FAIRHOPE, Ala. (WKRG) — A downtown Fairhope home that once belonged to a freed slave over 100 years ago will likely be torn down later this year to make way for a 14-unit townhome with restaurants and shops, changing the landscape at the corner of Nichols Avenue and Ingleside Street in Fairhope.

“You’ll have residential and retail. Usually residential is up top and retail is down below,” said City of Fairhope councilman Corey Martin.

A 14-unit townhome development is set to be approved in the coming weeks with a restaurant and shops on site. Martin says even though the home will be demolished, the developer wants to make sure history isn’t lost.

“This house has been given to the state to preserve at the state level. They came down and that will be on the state’s agenda in August,” he explained.

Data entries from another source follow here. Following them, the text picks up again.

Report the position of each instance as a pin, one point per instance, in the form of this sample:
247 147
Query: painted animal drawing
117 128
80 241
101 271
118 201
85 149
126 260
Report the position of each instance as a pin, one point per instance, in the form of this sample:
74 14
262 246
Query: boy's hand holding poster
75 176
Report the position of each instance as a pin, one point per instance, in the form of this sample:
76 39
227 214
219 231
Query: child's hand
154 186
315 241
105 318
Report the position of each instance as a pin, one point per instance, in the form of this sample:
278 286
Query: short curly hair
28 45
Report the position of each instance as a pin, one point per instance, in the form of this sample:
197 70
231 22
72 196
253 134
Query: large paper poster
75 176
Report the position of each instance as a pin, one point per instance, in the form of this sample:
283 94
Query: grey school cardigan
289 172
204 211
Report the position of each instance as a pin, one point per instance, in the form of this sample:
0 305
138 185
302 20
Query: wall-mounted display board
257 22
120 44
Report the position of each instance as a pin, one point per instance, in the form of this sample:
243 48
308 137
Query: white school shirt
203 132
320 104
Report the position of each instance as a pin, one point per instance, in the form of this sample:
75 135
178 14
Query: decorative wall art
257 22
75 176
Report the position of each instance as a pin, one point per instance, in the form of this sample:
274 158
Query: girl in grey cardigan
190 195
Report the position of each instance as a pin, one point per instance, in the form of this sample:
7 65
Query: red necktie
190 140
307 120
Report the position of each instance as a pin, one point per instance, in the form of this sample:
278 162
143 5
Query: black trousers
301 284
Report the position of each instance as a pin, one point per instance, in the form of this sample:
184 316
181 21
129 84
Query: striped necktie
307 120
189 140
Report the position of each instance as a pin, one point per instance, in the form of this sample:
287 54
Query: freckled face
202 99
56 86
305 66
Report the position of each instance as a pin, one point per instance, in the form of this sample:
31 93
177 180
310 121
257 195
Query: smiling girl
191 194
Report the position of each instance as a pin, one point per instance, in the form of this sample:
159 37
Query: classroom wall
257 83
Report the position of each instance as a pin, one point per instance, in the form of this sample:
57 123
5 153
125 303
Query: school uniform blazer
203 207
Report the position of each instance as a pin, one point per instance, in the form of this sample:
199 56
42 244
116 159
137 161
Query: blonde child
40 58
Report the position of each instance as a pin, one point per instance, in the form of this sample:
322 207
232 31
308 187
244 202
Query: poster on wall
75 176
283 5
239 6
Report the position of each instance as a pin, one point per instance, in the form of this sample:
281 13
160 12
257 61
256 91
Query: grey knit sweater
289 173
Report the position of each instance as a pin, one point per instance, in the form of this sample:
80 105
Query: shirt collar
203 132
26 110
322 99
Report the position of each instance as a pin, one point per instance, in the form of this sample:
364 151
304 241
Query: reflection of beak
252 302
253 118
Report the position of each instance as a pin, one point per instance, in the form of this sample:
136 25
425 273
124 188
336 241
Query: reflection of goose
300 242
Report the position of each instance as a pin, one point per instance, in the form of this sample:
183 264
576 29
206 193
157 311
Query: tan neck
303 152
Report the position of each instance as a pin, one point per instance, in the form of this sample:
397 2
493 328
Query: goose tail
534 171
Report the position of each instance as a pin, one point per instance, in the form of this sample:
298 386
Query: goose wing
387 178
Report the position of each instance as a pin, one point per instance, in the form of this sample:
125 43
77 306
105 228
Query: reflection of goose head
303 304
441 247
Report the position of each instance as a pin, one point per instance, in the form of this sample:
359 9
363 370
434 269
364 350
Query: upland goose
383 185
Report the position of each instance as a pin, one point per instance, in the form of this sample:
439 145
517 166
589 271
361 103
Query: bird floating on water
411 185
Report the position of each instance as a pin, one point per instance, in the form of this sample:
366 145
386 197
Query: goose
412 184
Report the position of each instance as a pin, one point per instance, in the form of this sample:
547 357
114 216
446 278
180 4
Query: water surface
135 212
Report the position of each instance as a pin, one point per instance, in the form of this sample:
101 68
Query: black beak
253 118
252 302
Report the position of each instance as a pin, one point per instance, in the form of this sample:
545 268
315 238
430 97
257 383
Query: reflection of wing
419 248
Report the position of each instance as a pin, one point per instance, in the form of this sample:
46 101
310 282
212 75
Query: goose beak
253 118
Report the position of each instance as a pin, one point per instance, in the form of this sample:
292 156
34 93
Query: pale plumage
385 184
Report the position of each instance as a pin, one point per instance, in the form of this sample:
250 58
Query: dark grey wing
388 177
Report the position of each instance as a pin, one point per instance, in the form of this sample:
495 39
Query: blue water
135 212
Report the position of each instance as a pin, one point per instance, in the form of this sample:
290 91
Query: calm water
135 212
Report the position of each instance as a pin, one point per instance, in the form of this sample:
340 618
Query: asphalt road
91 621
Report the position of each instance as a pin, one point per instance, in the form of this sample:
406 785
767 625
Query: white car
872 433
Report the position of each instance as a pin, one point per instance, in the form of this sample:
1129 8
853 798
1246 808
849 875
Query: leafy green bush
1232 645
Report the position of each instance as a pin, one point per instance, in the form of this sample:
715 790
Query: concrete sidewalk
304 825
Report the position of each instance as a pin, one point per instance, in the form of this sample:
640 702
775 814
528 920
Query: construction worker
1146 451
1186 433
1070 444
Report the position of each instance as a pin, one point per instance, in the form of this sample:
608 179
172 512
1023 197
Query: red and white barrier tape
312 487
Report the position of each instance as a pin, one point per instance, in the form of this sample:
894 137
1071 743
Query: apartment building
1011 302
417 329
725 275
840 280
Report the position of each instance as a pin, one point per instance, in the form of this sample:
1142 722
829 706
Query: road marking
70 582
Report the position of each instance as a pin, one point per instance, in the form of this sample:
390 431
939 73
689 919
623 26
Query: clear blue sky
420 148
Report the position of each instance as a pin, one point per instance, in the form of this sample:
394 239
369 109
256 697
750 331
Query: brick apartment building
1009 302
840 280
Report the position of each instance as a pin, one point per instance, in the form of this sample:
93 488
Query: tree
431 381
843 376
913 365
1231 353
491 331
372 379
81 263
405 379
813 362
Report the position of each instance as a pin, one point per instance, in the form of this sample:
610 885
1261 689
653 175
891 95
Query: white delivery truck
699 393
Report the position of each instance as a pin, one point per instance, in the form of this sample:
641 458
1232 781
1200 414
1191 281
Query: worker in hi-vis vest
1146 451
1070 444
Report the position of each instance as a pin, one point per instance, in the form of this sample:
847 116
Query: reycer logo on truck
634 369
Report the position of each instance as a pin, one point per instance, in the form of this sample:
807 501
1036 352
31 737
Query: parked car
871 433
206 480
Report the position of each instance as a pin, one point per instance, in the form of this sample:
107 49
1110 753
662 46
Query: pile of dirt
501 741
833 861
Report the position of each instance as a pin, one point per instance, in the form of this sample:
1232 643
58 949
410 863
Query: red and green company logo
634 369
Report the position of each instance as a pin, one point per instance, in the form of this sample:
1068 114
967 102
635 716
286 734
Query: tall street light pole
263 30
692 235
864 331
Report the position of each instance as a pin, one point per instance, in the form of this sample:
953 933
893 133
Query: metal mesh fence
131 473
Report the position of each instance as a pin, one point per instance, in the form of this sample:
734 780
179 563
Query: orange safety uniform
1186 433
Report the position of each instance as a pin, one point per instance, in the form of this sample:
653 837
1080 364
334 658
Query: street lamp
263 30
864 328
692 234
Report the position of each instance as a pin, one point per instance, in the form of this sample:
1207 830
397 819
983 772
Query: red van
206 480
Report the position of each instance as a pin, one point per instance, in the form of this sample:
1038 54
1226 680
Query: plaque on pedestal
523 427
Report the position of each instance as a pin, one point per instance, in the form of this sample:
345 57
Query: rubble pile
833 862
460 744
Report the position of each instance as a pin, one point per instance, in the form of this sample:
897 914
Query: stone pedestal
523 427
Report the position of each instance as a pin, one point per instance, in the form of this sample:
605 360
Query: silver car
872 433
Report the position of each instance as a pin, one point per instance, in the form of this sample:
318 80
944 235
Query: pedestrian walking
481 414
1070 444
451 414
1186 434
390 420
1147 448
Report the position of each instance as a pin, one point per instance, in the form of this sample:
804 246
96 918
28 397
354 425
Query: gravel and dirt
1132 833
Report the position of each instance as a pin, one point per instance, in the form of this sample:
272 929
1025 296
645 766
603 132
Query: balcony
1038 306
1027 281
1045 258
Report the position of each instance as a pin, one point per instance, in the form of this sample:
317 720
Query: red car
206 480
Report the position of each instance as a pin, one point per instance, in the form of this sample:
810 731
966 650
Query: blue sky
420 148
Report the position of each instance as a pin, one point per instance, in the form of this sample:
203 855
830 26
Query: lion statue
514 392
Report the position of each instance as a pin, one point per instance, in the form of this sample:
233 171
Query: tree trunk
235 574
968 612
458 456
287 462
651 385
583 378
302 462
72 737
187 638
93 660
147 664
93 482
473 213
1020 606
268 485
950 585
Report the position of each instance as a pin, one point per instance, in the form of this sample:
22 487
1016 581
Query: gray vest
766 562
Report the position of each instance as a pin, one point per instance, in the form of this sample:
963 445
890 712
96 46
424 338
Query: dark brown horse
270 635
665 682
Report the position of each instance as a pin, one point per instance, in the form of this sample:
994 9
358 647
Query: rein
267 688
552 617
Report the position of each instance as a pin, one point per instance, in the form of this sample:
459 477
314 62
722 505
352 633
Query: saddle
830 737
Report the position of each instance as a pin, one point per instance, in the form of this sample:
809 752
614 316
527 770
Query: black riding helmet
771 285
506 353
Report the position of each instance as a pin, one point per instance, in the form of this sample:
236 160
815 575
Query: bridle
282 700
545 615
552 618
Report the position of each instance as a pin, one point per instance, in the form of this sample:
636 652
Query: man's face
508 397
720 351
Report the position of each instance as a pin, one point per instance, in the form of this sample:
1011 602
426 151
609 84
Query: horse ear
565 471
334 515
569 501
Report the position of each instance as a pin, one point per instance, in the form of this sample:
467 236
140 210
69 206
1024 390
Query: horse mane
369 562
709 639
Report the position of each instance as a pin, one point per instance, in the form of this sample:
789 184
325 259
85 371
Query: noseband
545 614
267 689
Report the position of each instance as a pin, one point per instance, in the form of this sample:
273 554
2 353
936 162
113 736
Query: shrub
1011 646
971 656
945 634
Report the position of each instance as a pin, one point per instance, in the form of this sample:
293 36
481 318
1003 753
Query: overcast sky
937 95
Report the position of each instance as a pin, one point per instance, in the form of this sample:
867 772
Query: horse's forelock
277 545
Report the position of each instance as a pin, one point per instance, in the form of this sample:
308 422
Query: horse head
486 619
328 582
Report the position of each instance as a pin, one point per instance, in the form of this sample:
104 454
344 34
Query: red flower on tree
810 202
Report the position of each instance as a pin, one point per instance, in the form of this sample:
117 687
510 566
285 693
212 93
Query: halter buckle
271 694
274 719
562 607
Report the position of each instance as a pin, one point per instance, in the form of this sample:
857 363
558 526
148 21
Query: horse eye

The goal is to have the property recognized as an historic site with some type of marker or memorial included in the developer’s design. That’s because it’s the former home of Nancy Lewis, a freed slave who was pushed off of her land where downtown Fairhope stands today when the Single Tax Colony was created. She wasn’t able to become part of the colony because of her skin color, but the property east of downtown was given to her in the early 1900’s.

“The kids need to know this history because it shows where we were and where we are today,” said Martin.

The final plans and vote will come during the July 25th or August 8th city council meeting.